Die im Speckgürtel der Landeshauptstadt Dresden gelegene Kreisstadt erfreut sich seit einiger Zeit einer größeren Beliebtheit. Nicht wenige Großstädter zieht es nach Freital. Dennoch fördert eine Kurzrecherche im Internet mehr als drei Dutzend zur Vermietung inserierte Wohnungen zutage. Selbst die städtische Wohnungsgesellschaft Freital bietet auf ihrer Website sechs Wohnungen zur Miete an.
»Der Oberbürgermeister Rumberg zeigte in der Vergangenheit immer wieder Verständnis für rechtspopulistische Ansichten.« Michael Nattke, Kulturbüro Dresden
»Der Oberbürgermeister Rumberg zeigte in der Vergangenheit immer wieder Verständnis für rechtspopulistische Ansichten«, sagte Michael Nattke vom Kulturbüro Dresden, dem Träger der Mobilen Beratung gegen Rechtsextremismus und für Demokratieentwicklung in Sachsen, der Jungle World.
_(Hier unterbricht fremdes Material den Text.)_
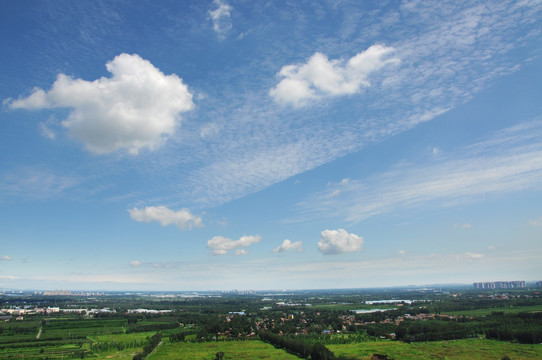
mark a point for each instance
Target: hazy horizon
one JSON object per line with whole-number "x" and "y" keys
{"x": 241, "y": 145}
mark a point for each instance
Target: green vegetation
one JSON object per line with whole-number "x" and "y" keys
{"x": 238, "y": 350}
{"x": 473, "y": 349}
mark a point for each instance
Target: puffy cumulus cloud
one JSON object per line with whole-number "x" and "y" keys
{"x": 470, "y": 255}
{"x": 288, "y": 245}
{"x": 323, "y": 77}
{"x": 182, "y": 218}
{"x": 339, "y": 241}
{"x": 221, "y": 245}
{"x": 221, "y": 18}
{"x": 135, "y": 263}
{"x": 138, "y": 107}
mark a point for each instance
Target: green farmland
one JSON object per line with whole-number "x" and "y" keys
{"x": 475, "y": 349}
{"x": 239, "y": 350}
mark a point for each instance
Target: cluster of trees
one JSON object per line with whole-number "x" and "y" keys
{"x": 149, "y": 347}
{"x": 522, "y": 327}
{"x": 298, "y": 346}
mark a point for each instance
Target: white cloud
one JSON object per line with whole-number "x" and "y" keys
{"x": 474, "y": 255}
{"x": 288, "y": 245}
{"x": 34, "y": 183}
{"x": 339, "y": 241}
{"x": 509, "y": 160}
{"x": 221, "y": 18}
{"x": 137, "y": 108}
{"x": 221, "y": 245}
{"x": 182, "y": 218}
{"x": 321, "y": 77}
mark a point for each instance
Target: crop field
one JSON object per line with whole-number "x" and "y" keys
{"x": 474, "y": 349}
{"x": 238, "y": 350}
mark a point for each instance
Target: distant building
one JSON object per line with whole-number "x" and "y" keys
{"x": 499, "y": 285}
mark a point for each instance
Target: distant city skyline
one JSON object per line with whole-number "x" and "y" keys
{"x": 200, "y": 145}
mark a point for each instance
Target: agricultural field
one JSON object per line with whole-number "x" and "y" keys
{"x": 238, "y": 350}
{"x": 472, "y": 349}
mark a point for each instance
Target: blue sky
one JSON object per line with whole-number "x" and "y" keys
{"x": 201, "y": 145}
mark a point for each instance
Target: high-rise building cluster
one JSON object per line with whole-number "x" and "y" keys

Nach seiner ersten Wahl zum Oberbürgermeister 2015 sagte der damalige CDU-Politiker Rumberg, dass stärker unterschieden werden müsse »zwischen wirklich Hilfsbedürftigen und sogenannten Glücksrittern, die nach Deutschland kommen, um auf Kosten der Gemeinschaft ein sorgloses Leben ohne Gegenleistung zu führen«.
Vor drei Jahren trat Rumberg mit acht Mitstreitern aus der CDU aus – darunter der örtliche CDU-Vorsitzende und der CDU-Stadtratsfraktionsvorsitzende. Gemeinsam gründeten sie die Wählervereinigung Konservative Mitte. »Was an Corona-Politik auf Bundes- und Landesebene stattfindet, können wir nicht mehr nachvollziehen«, gab Rülke vor einem Jahr in einem Interview mit der Sächsischen Zeitung als einen der Gründe für den Austritt an. »Die Bewegung Richtung links war unter Merkel deutlich spürbar«, so Rülke weiter. Wegen dieser Politik hätte »die CDU im Landkreis Stammwählerpotential eingebüßt und das Ganze führte zu Parteiaustritten«. Wichtig sei es außerdem, »dass man Menschen, die politisch aus Parlamentssicht rechts sitzen, nicht gleich zu Rechtsextremen macht«.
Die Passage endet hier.